Archive for July, 2008

Why Hire Junior Contractors?

George Dinwiddie asked me a question in email, “Why do companies hire junior-level contractors?  I feel bad about spending the company’s money trying to teach these junior contractors to be better software developers.  A junior-level direct hire makes sense, as you expect them to be around long enough that the education pays off.  But a junior contractor seems like a total waste–training someone for the benefit of a later engagement, probably with another company.”

Sometimes, I just don’t understand the money games companies play. It’s “cheaper” in terms of money outlay to hire junior contractors, because you don’t pay benefits. But, you also don’t receive the value of the money. You’re investing in a person who can’t possibly stay long enough for you to get the payback.

The problem is you can’t measure a single person’s costs or productivity. You hve to remember that it’s the team’s cost and the team’s productivity. Any new hire will reduce the team’s overall productivity. That’s one reason I advocate assigning a buddy for a while, so only one person is directly affected by questions.

But it takes anywhere from 6-12 months for people to become effective in an organization. How long do your contractors last? Many organizations (in the US) have a rule about eliminating contractors in a year. If you’ve hired junior contractors, you’ve just wasted the money you spent for a year on that contractor, and reduced the productivity of the team.

If you believe you need to hire junior contractors, think hard about what you and the team will get out of them.

8 comments July 27th, 2008

Interviewing Ability May Help Your Career

I’ve been in email contact with Pradeep Soundararajan for a few months now. He was recently at a conference in Toronto, and has posted his The (bad) state of software testing interviews in India, which includes a pdf of a talk he gave about interviewing. He has several wonderful ideas, including:

  • Candidate and interview myths
  • Frequently asked (horrible) questions
  • Today’s candidates are tomorrow’s interviewers
  • Organizations suffer with bad resources because they don’t know how to ask for good resources.

I wish I’d been there. I bet this was a great talk! I don’t think Pradeep had heard of my book until that conference, so he did buy one while he was there. I’m sure we will keep up our email conversation.

1 comment July 23rd, 2008

Is Your Interviewing Helping or Hurting Your Recruiting?
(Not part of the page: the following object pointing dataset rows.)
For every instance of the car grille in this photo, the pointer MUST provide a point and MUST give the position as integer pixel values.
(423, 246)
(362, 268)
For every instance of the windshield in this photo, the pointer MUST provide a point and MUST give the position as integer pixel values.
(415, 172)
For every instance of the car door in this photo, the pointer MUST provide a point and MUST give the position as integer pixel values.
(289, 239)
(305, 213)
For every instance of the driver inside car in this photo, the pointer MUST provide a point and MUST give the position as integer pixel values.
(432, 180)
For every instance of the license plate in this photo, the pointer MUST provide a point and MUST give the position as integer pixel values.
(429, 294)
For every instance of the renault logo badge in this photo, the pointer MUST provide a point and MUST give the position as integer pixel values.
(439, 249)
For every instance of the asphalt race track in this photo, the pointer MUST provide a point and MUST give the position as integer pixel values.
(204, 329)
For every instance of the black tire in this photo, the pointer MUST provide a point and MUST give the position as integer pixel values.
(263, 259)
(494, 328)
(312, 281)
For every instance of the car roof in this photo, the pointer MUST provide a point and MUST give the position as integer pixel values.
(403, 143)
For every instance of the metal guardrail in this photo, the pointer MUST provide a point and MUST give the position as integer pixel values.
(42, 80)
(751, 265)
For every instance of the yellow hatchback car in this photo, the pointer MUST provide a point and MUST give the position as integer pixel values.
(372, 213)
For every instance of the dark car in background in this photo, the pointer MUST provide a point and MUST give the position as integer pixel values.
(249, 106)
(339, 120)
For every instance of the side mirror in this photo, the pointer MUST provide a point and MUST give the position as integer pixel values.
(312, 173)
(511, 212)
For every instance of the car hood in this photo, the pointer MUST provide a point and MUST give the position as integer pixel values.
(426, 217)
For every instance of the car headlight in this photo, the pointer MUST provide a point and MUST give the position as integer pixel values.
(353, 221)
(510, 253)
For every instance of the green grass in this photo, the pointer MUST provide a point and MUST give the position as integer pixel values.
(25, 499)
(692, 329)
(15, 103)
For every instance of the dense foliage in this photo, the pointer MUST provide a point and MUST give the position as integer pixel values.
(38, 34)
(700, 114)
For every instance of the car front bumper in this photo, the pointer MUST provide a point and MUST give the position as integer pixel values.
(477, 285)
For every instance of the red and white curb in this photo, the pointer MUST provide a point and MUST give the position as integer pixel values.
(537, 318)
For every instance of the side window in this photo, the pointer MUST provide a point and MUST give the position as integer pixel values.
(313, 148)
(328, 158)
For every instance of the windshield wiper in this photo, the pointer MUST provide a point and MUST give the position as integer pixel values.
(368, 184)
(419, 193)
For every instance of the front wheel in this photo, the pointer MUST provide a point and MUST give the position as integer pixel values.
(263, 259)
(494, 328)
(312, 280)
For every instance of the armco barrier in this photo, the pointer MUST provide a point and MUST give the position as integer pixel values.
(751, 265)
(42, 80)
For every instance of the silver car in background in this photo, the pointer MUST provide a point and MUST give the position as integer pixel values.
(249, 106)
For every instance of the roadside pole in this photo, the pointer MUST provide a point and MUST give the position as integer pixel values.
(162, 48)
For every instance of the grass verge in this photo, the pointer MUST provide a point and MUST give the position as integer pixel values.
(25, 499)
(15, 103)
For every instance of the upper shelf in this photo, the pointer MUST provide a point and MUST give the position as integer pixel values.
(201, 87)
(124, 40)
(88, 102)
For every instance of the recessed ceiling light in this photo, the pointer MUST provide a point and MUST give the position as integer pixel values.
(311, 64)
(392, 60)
Art Petty has a great post, Capturing Talent and Creating Great Customer Experiences: They Go Together. I really liked this part:

A manager that takes mid-interview smoke breaks and badgers a talented candidate about salary expectations is someone that I want working for my competitor.

I’m still astounded when I hear stories like that.

2 comments July 22nd, 2008

Separate Internal Job Titles from External Titles

I recently met a lead whose business card read “Lead Phoenix Developer.”  I asked what that meant, and he explained that he was a technical lead for an project code-named Phoenix. His business card could have read “Lead Developer” or “Technical Lead” and made much more sense.

This almost happened to me today. I’m the conference chair (the program manager for the whole conference) for Agile 2009 (in Chicago, August 2009). Internally, I think that position is called “program director”–but I’m not selecting any part of the actual conference. The program piece is that the position is like a program manager position. I asked to be called the conference chair instead. That’s what I’ll be calling myself!

If you have internal names for jobs, that’s fine. Keep the internal and external names separate.

5 comments July 16th, 2008

Initiative vs. Entrepreneurship

Many hiring managers are looking for initiative, especially for agile team members. (In agile, the team members self-organize, which means they are looking for ways to do work better and to solve problems without requiring management’s involvement.)

I was thinking about initiative how to look for it, and I realized that at least some people with high initiative are only one small step away from being entrepreneurs. Sometimes it can be difficult to see where initiative ends and entrepreneurship begins. Should you hire people who have a high probability of walking away?

Yes.

First, there’s no guarantee how long any of your hires stay, so not hiring someone because you think the candidate might leave doesn’t buy you anything. But even more importantly: how much could you take advantage of this candidate’s ideas? High initiative people/entrepreneurs have lots of ideas. Many of them could benefit you, your team, your organization.

Bring on the high initiative/potential entrepreneur candidates. Let’s see them rock!